Born Mary J. Horstmann, in Philadelphia, on March 27, 1907, she was one of a family of six children. During her youth, Mary attended St. Leonard’s Academy and then enrolled at Rosemont College, where she graduated in 1925. She married John McShain, in 1927. A Lady of the Grand Cross of the Holy Sepulchre and a Dame of Malta, she was the recipient, in 1976, of the highest honour the Vatican can bestow on a laywoman, the Pro Ecclesia et Pontifice Cross. In 1977, she was given honorary doctorates from three universities. Mary and John McShain collaborated in many ventures.
In 1952, they established the Barclay Stable in the US, and in 1955 extended it to Ireland, firstly engaging Vincent O’Brien as trainer, and later John Oxx. Their famous filly, Gladness, took the Goodwood Cup, the Ebor Handicap and the Ascot Gold Cup. They had an Irish Derby, St Leger and Prix de l’Arc de Triomphe winner in Ballymoss which became Champion of Europe in 1958.
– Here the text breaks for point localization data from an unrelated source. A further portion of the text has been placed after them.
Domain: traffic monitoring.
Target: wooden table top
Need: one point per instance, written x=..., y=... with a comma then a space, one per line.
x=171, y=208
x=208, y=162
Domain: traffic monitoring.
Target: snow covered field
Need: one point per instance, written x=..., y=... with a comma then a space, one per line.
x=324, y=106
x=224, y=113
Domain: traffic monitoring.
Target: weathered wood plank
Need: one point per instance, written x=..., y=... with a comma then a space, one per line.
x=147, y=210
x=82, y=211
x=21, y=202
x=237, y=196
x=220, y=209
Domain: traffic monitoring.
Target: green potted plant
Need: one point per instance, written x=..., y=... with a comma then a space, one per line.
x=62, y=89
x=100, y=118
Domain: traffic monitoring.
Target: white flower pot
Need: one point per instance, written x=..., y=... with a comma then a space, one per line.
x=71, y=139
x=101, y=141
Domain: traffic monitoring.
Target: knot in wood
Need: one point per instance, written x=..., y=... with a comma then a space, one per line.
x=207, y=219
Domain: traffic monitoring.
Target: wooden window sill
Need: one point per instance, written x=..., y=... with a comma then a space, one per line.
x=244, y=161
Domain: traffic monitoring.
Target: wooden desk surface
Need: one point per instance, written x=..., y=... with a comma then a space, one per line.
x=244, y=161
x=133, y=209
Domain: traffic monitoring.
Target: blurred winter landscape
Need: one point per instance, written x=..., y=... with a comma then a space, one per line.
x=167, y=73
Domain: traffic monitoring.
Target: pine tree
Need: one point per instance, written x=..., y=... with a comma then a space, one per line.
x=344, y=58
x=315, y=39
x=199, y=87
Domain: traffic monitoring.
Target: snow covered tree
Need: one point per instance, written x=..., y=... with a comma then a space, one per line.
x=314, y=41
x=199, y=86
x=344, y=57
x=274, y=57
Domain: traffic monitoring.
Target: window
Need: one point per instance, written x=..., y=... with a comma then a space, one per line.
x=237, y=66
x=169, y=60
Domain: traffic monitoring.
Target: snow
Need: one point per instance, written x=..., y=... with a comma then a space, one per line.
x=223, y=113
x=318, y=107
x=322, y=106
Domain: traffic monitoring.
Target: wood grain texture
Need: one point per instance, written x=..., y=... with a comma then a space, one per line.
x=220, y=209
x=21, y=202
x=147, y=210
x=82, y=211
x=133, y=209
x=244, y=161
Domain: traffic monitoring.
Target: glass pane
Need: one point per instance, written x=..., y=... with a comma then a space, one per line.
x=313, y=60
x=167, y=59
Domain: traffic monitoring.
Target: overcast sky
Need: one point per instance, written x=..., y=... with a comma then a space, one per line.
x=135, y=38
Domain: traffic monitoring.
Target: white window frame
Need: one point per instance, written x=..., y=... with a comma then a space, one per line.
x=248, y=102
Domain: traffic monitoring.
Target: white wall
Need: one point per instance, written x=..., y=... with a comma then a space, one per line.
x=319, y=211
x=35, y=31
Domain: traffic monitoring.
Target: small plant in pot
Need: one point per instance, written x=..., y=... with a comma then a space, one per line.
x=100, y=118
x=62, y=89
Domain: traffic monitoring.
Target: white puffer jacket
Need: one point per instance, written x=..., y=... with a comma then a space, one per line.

Mr McShain became a member of a syndicate of wealthy businessmen which had purchased in the late fifties the estate, which covers about 25,000 acres. It included the Middle and Lower Lakes and other priceless, scenic property.
So that there would be no undesirable developments, he soon acquired the shares of all the other members.
According to Sr Pauline, her parents, from their earliest days in Killarney, considered the future of the lakes and lands they held in stewardship.
In 1973, they made a gift to the nation of Innisfallen Island and the ruins of its historic abbey. They also gave Ross Castle to the guardianship of the State. Realising that the Killarney Estate was the property most desired by the Government, the McShains decided, in 1979, to turn over the estate for a nominal sum on the understanding they would retain a life tenancy of the house and some acreage.
Before signing the agreement, they insisted on the condition that the lands would be incorporated into Killarney National Park in perpetuity.